The 3 thousand copies for the Art Union <2> are all in the hands of the binder and will be mounted in 2 or 3 weeks time, as he has engaged additional help for the purpose.

Yours very truly
H. F. Talbot

I hope you have received a copy of No 5 of the Pencil of Nature <3> just published – If not, please to inform me, or else make application to Longman’s for it.


Notes:

1. 31 Sackville Street, London residence of the Feildings, often used as a London base by WHFT.

2. The Art-Union Monthly Journal of the Fine Arts and the Arts, Decorative, Ornamental (launched in 1839, the same year as photography) was a lavishly illustrated journal that included many demonstration pieces. Hall originally estimated that he would need 4000 or 5000 prints, but in the end 7000 were required. An original mounted Talbotype was bound in each copy of the June 1846 Art-Union, v. 8 no. 91, facing p. 143. Since each print had to spend some time in the sun under the negative, Henneman pressed every available negative into service, leading to a great variety in different copies of the journal. Hall must have heard from some skeptical artists, for he felt compelled to explain in the next issue that the prints 'were taken from the actual objects they represent; they were, strictly, copies from NATURE; in no case had a print been made use of for the purpose of transfer' - 'The Application of the Talbotype', The Art-Union, July 1846, p. 195. The final effect of this effort was costly to WHFT, both in out of pocket expenses and in reputation. The production of so many prints in such a short time span with the approach of winter suffered from a paucity of sunshine and Henneman's inability to supply (and afford) sufficient warm water for adequate washing.
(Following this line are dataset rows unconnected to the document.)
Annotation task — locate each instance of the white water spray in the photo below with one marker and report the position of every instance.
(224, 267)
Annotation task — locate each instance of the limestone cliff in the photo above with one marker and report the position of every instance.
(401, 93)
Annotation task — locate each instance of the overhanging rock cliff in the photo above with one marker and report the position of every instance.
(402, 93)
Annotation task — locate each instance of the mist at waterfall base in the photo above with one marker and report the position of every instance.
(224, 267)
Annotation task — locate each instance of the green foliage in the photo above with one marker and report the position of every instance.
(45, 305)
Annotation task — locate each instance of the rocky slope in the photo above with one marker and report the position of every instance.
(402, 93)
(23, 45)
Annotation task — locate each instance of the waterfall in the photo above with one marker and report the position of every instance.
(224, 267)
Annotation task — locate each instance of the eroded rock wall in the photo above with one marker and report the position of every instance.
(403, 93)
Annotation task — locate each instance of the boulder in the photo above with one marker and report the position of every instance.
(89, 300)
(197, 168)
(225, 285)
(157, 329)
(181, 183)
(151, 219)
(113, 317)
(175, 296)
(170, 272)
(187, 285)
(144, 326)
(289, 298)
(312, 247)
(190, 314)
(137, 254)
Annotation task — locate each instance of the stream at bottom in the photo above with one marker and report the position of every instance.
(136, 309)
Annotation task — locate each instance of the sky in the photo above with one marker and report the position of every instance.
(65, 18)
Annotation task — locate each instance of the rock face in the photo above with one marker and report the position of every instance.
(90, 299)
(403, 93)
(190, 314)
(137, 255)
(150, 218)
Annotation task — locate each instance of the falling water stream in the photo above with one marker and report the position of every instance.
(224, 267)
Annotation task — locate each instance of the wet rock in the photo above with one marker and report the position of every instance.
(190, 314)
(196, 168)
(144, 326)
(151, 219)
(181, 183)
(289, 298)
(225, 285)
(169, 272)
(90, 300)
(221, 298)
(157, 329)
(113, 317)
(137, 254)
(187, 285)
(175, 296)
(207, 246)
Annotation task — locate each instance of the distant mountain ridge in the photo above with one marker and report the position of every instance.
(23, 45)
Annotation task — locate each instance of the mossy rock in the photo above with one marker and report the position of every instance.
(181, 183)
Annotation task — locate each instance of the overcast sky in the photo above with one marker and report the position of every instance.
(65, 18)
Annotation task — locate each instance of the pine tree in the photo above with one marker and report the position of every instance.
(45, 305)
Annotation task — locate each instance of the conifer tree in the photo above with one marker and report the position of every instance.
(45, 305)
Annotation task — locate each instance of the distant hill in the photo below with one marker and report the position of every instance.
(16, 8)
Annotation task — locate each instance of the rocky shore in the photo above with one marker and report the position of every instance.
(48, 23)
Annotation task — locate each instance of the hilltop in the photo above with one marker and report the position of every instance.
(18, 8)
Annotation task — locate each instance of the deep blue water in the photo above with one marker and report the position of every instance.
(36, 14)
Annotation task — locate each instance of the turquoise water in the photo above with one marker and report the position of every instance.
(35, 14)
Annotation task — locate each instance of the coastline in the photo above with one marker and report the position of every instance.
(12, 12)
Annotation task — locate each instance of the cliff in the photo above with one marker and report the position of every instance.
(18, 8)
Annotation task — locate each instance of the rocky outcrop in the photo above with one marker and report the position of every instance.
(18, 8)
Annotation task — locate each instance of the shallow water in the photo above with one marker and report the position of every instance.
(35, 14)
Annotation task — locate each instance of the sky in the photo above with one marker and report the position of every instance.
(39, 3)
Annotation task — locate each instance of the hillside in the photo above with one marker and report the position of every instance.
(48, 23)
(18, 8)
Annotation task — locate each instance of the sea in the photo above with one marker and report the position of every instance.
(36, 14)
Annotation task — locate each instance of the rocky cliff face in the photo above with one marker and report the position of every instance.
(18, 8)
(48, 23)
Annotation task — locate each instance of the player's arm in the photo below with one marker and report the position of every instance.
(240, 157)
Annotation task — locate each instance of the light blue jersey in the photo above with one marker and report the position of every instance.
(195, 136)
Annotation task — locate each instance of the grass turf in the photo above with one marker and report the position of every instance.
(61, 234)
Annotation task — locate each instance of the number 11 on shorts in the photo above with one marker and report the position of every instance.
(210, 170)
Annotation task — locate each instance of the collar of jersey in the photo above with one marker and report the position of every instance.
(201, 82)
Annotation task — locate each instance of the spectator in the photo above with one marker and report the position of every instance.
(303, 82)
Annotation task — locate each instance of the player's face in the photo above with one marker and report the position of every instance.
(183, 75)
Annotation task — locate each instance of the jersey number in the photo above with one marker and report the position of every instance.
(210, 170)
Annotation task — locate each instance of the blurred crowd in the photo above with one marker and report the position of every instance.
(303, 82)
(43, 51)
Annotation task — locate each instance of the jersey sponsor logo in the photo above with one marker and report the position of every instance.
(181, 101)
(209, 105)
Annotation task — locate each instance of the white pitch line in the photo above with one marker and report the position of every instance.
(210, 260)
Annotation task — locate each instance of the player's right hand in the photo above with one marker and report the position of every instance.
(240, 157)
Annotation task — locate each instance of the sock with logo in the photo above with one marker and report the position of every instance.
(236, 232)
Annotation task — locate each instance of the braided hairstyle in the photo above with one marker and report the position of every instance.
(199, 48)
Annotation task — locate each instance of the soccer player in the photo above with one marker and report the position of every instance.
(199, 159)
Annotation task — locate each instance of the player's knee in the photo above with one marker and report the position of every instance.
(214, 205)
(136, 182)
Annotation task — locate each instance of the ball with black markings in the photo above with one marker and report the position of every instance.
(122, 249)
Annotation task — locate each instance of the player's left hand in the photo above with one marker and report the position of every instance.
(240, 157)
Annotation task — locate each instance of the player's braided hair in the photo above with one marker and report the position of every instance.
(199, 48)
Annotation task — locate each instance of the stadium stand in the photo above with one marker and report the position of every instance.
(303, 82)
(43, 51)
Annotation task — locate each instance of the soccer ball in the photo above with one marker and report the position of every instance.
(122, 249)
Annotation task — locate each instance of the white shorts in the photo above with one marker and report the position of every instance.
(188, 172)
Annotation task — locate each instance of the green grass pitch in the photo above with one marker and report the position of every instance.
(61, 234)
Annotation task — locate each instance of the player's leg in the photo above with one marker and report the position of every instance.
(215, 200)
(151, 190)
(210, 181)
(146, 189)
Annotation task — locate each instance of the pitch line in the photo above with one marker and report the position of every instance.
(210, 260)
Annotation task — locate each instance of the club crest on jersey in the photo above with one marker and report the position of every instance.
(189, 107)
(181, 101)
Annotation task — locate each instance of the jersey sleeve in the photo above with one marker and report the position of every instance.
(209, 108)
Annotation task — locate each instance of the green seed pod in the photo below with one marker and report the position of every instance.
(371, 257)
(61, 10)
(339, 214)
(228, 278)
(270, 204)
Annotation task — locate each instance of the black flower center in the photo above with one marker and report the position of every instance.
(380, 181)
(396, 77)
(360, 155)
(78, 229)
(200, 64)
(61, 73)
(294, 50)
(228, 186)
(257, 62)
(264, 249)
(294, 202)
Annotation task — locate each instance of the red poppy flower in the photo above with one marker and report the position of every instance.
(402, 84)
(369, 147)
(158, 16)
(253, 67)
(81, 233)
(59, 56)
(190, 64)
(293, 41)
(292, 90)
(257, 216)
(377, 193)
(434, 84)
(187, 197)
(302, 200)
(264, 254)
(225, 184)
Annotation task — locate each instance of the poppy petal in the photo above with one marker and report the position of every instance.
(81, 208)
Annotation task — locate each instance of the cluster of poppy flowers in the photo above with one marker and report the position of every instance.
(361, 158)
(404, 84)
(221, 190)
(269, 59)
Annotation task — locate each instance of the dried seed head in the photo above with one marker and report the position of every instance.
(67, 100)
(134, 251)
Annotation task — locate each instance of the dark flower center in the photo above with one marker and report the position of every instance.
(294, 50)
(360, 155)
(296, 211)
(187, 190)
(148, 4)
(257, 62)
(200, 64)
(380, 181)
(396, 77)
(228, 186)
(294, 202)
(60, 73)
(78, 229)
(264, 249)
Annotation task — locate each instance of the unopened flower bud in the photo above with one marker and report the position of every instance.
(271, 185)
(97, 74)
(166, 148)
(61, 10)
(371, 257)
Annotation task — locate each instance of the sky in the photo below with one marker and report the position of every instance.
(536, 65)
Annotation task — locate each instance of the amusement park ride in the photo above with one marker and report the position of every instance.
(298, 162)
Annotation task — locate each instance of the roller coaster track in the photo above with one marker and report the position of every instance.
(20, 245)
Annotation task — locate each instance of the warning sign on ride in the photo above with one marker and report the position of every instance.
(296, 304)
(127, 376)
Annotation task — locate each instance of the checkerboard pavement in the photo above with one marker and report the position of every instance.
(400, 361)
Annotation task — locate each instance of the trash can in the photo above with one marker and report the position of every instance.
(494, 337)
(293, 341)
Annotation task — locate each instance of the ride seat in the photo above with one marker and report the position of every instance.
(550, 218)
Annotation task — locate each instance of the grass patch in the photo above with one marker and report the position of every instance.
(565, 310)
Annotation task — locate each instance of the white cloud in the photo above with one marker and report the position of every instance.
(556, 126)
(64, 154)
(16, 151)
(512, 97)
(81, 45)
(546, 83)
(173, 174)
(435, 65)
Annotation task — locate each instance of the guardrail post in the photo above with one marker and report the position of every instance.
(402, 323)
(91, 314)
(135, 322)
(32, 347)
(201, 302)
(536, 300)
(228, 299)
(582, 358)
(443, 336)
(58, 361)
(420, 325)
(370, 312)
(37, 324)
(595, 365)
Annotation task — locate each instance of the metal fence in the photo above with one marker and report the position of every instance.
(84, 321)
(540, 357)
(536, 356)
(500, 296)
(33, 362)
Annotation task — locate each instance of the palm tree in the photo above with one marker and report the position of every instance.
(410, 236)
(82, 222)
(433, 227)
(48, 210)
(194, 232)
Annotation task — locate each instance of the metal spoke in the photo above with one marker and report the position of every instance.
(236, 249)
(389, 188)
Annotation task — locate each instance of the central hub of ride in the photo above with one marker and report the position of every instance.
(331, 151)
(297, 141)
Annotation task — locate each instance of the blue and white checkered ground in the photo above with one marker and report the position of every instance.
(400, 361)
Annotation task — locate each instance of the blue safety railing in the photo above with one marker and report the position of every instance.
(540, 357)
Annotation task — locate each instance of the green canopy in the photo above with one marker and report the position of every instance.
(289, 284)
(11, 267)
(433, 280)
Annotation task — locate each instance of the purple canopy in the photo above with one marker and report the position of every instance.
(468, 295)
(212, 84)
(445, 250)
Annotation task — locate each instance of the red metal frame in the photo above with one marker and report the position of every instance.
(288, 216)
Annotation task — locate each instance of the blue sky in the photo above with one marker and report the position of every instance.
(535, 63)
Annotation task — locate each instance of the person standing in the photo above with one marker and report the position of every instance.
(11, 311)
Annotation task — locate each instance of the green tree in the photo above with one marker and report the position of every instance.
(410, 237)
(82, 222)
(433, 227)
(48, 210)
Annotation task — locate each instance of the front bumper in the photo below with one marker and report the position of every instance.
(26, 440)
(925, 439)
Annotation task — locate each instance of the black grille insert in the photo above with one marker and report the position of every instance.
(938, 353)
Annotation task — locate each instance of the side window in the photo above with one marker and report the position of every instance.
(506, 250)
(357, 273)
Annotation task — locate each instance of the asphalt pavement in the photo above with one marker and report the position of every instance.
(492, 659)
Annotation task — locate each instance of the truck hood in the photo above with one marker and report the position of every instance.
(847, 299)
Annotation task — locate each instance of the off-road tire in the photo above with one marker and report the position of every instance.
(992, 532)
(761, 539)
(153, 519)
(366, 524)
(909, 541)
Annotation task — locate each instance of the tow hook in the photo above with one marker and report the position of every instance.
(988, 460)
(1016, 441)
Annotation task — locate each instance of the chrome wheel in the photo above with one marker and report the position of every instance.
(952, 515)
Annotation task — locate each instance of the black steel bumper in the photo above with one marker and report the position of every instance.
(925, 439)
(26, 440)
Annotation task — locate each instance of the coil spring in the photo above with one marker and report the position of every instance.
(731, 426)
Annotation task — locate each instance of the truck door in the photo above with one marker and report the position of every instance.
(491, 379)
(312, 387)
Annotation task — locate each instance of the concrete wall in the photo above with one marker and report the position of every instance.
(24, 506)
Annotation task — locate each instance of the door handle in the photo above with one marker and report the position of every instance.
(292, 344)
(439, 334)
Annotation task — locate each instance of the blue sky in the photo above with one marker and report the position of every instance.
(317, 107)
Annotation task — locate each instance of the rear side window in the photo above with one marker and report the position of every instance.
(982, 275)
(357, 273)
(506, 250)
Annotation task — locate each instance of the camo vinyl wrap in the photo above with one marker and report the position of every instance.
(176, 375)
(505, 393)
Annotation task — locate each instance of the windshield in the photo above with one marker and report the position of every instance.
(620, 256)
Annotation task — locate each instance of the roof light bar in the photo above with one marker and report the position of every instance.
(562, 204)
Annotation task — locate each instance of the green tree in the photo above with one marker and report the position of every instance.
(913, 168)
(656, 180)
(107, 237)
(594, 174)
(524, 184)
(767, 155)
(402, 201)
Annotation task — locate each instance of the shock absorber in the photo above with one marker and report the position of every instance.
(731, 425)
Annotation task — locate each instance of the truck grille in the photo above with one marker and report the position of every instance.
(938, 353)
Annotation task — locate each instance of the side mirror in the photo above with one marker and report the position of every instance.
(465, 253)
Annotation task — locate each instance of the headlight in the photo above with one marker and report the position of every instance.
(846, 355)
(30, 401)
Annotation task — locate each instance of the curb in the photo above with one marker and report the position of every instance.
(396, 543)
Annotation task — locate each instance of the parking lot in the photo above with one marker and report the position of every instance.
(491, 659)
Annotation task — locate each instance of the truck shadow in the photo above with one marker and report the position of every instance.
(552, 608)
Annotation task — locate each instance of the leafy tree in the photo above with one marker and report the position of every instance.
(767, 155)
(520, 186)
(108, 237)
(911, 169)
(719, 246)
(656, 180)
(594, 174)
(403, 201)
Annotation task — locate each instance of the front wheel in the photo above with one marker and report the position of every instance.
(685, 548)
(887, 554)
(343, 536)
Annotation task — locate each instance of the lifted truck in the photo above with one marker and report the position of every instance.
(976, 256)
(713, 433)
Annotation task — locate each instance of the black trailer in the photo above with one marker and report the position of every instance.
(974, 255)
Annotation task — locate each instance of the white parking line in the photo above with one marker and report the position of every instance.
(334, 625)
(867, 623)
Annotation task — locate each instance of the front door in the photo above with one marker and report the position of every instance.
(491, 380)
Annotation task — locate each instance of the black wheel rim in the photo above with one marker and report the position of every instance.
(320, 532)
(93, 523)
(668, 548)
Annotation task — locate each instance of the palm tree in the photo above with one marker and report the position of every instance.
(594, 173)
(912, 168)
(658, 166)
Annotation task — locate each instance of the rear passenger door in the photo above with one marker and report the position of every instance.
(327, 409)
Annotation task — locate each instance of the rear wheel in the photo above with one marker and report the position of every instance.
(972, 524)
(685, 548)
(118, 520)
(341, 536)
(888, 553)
Many of the prints began fading almost straight away, and this fiasco was one of the factors that led WHFT to abandon printing with silver in favour of his photographic engraving and later photoglyphic engraving, both expressed through time-tested printer's ink.

3. WHFT, The Pencil of Nature (London: Longman, Brown, Green, & Longmans, June 1844–April 1846 [issued in six fascicles]).